Efficient Mixed Transformer for Single Image Super-Resolution

Ling Zheng, Jinchen Zhu, Jinpeng Shi, Shizhuang Weng

Comparison of the trade-off between model performance and complexity on the Urban100 (×4) test set.

Abstract

Recently, Transformer-based methods have achieved impressive results in single image super-resolution (SISR). However, the lack of locality mechanism and high complexity limit their application in the field of super-resolution (SR). To solve these problems, we propose a new method, Efficient Mixed Transformer (EMT) in this study. Specifically, we propose the Mixed Transformer Block (MTB), consisting of multiple consecutive transformer layers, in some of which the Pixel Mixer (PM) is used to replace the Self-Attention (SA). PM can enhance the local knowledge aggregation with pixel shifting operations.

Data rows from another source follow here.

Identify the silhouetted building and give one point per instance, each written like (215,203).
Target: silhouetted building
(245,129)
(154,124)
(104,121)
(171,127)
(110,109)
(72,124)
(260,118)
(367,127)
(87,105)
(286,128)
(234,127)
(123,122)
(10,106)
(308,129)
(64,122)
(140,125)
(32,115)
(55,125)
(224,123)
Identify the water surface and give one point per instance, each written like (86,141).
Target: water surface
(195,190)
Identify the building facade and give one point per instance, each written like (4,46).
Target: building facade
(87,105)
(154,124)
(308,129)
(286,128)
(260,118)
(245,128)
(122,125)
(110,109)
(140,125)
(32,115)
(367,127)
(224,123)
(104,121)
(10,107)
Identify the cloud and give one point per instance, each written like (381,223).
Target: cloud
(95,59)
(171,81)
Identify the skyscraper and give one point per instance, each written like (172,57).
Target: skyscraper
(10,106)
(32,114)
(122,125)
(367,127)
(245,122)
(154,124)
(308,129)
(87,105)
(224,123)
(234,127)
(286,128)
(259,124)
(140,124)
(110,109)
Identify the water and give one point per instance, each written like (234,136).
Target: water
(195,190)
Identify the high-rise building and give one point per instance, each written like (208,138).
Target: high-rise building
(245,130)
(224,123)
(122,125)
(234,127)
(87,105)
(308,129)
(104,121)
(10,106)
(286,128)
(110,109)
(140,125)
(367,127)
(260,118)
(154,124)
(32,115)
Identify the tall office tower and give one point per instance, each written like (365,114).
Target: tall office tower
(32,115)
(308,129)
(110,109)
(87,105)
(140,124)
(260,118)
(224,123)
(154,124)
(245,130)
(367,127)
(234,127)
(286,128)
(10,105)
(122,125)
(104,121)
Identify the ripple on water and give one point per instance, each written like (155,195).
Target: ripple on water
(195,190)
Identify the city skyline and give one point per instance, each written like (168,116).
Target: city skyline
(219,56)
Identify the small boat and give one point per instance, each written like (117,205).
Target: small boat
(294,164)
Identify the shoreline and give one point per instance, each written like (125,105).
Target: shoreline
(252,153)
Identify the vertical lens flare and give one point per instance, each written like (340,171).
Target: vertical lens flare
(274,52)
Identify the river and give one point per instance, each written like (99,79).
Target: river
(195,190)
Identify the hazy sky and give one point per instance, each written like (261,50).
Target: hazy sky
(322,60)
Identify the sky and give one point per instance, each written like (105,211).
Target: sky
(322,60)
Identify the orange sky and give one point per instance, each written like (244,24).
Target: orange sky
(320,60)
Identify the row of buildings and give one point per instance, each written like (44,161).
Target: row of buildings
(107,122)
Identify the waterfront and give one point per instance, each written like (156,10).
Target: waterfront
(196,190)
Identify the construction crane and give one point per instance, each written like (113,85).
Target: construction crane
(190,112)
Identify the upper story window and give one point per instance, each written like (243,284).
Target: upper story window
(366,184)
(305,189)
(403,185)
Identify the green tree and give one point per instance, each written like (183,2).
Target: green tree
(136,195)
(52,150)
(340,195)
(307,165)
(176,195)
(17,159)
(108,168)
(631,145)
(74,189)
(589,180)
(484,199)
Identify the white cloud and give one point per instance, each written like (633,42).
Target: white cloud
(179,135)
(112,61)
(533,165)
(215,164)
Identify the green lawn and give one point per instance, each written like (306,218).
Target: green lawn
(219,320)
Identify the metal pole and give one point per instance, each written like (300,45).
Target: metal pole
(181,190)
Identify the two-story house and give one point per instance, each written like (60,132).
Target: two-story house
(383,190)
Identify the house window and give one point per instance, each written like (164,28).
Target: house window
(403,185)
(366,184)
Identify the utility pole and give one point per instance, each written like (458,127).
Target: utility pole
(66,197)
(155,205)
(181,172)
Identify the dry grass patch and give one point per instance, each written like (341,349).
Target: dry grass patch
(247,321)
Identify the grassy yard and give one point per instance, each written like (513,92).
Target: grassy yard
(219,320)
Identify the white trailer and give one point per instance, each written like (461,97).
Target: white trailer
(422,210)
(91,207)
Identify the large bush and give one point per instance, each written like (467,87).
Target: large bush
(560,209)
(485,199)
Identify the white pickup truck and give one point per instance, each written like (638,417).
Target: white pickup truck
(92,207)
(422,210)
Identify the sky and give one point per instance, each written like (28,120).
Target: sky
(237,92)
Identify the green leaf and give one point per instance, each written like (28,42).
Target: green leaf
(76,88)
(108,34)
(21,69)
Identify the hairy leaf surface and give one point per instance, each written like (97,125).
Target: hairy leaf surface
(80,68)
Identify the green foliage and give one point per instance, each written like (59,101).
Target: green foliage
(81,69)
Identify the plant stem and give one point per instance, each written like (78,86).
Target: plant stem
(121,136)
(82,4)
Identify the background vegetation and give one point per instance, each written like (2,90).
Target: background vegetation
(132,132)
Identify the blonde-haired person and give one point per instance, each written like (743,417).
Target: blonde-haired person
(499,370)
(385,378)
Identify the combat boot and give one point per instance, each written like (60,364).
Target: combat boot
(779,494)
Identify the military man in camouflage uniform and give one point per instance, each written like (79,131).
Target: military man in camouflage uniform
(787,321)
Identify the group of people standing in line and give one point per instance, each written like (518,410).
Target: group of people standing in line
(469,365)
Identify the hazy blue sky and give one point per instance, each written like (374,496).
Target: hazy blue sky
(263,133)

At the same time, no additional complexity is introduced as PM has no parameters and floating-point operations. Moreover, we employ striped window for SA (SWSA) to gain an efficient global dependency modelling by utilizing image anisotropy. Experimental results show that EMT outperforms the existing methods on benchmark dataset and achieved state-of-the-art performance.

HR

SwinIR

NGswin

EMT (ours)




In img_062 and 076 of Urban100, most of the methods failed to recover the grid shape in the images and generated different degrees of artifacts, and EMT relieves this problem and shows clearer super-resolution (SR) results. In BSD100 of 108005 and 78004, other methods produce over-smoothing around local edges and significant blurring of high frequency textures. In the last two subplots, the compared methods struggle to preserve the font structure, while our method shows better performance in font reconstruction. These results demonstrate the effectiveness of our method combining local mechanism and global dependency modelling in SR task.